Amazon Stores is a self-service platform that allows brands to create a digital shop within Amazon. I developed Recommmendations — a new feature within the Stores Dashboard that offers intelligent tips in context.

Understanding Structure

To kick off the project, I started by diving into the Stores dashboard, seeing the type of data and affordances that existed for Sellers.

Creating Recommendation Types

With clarity on types of data available, I developed a round of  possible recommendations: combining multiple sources of data to offer intelligent insights to Sellers. With these tips I also prototyped an array of MVP components for these Recommendations. 

Adding “Opportunities”

This was the first entrance of this recommendation feature.

Evolving into “Tips & Insights”

To make the nature of the insight feel more personalized and in context, we evolved into adding a badge style icon to these suggestions.

Making Recommendations

The team was looking to start exploring Recommendations that would feel more like a full feature, take up its own real estate and visual style, and feel like a guided onboarding affordance at each phase of designing the store. We also wanted to start  incoporating the new Storm design system.

Putting Recommendations in context

After the component was made, I explored the ingress opportunities for users to see and act on these tips. 

Building a Recommendations Dashboard

To give Sellers an opportunity to interact with recommendations beyond their in-context appearance, I prototyped dashboard ideas.

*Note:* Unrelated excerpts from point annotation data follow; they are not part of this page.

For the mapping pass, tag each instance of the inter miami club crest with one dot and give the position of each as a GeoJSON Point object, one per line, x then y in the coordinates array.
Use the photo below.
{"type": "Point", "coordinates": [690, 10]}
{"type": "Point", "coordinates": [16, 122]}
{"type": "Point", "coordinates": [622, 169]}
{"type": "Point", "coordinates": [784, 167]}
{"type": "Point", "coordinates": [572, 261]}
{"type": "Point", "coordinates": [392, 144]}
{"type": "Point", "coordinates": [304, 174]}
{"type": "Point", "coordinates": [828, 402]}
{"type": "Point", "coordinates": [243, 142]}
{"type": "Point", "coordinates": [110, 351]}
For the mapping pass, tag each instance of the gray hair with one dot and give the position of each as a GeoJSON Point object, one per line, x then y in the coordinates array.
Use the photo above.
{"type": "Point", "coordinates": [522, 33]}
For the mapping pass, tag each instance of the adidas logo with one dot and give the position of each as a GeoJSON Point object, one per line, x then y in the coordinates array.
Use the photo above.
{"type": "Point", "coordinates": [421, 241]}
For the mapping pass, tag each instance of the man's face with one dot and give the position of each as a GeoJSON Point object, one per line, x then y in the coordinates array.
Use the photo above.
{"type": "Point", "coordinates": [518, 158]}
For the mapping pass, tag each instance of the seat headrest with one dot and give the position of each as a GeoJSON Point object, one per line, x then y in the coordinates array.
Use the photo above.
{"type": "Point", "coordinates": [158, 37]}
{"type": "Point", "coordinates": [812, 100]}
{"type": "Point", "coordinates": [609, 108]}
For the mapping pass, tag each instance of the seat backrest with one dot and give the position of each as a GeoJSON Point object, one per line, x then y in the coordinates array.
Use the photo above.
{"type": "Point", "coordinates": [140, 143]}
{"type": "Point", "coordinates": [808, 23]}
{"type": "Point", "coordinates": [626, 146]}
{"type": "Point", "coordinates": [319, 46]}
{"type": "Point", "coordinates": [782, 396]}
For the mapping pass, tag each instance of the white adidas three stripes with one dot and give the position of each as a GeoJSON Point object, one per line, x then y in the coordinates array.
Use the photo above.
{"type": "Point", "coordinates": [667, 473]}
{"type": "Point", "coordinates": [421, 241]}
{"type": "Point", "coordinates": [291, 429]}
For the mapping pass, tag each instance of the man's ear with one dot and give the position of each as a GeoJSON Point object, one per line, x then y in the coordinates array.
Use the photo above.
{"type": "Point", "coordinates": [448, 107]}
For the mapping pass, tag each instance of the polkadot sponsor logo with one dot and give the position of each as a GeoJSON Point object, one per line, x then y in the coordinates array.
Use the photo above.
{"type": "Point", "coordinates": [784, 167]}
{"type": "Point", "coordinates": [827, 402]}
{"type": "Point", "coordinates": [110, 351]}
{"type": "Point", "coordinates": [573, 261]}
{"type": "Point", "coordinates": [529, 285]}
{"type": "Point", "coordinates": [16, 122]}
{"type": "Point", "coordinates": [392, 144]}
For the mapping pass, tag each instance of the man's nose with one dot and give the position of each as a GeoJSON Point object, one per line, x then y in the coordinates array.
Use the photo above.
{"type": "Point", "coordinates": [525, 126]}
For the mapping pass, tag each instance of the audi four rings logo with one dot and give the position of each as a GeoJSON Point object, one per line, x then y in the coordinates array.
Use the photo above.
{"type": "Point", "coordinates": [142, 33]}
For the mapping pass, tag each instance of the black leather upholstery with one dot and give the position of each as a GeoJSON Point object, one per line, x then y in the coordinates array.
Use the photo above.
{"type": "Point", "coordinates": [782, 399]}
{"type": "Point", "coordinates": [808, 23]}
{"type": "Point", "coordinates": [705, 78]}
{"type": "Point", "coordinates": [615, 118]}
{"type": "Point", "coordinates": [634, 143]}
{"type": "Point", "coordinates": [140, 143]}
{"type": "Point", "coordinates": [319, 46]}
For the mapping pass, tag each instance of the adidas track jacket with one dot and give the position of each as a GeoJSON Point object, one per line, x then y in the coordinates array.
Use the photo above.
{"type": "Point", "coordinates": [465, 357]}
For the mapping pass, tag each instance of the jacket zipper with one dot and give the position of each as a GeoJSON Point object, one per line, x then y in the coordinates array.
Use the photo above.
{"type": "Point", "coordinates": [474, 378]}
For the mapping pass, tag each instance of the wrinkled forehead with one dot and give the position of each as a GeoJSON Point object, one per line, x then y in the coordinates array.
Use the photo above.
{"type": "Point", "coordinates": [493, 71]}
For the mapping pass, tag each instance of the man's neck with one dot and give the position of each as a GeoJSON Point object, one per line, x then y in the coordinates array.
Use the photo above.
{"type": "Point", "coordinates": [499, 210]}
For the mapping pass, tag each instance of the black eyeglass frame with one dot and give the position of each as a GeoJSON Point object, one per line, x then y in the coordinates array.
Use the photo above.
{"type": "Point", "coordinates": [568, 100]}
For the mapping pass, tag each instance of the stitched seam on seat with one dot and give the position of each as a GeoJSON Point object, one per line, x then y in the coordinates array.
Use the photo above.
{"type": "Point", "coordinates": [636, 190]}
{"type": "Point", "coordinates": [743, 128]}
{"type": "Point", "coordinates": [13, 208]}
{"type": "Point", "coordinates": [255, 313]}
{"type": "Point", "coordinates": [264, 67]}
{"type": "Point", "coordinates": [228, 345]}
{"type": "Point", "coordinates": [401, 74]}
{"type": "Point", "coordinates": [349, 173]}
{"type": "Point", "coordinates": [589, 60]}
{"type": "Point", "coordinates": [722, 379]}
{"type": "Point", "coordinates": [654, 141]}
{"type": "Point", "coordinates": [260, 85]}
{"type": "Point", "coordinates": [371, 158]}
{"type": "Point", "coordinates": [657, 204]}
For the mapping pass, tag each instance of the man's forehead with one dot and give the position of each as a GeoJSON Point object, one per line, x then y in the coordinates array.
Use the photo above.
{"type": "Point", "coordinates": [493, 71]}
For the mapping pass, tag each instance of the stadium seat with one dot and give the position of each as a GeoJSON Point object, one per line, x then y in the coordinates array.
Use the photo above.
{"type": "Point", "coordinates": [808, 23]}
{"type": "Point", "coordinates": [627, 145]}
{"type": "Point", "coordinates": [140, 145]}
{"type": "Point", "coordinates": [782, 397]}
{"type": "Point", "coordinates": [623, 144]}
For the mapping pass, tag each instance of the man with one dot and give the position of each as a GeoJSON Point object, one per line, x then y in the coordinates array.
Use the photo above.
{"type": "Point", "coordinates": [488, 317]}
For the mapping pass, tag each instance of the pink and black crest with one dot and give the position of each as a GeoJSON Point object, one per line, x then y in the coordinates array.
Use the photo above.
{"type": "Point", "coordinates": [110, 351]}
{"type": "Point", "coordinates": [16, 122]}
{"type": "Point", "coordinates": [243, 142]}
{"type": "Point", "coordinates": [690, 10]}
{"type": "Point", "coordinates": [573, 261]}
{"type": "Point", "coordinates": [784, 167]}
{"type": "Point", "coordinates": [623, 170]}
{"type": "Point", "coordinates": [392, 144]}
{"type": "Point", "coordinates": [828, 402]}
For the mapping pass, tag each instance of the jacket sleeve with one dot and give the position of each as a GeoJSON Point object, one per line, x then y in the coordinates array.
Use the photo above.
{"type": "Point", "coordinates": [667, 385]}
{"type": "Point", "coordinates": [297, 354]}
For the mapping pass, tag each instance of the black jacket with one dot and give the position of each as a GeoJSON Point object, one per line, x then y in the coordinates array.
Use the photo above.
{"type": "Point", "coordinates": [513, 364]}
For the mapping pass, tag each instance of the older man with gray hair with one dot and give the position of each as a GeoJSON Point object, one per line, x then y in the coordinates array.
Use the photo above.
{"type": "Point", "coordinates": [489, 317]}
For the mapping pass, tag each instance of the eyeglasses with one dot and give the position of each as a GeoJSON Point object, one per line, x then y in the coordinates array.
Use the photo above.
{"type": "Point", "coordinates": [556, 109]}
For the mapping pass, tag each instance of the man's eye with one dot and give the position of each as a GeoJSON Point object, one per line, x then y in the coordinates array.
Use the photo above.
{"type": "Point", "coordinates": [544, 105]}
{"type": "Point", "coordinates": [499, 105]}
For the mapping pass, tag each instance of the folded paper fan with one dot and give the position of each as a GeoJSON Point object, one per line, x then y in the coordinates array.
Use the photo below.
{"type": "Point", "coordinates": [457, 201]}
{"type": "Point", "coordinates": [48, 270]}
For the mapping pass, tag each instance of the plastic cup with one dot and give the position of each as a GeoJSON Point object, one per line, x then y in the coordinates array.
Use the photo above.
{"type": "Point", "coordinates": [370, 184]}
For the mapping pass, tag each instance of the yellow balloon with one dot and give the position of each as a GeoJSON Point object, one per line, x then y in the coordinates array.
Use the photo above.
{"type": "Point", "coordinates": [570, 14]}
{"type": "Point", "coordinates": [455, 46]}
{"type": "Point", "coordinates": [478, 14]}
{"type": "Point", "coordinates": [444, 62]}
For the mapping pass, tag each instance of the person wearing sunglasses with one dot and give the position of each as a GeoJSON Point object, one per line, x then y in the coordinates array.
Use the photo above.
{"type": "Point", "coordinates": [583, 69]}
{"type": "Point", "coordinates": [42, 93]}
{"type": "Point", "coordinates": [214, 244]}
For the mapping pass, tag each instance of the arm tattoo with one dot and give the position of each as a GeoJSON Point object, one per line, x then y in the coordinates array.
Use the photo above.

A first pass at a dashboard sorted Recommendations by a Seller’s goals. It only had a view-functionality for previously-shared tips.

Another pass at a dashboard was given more affordances for long-term continued engagement with the feature. It was arranged into 3 focuses: seeing new recs, results from recs that were tried, and revisiting previously dismissed recs. A filter affordance was also added to quickly find relevant tips.

A timeline was brought into context, showing a history of tried recommendations and their associated results.

Remaining questions on data collection, the parameters of the Recommendations algorithm, and how to accurately show results from tried recommendations were being explored for a future pass at this feature.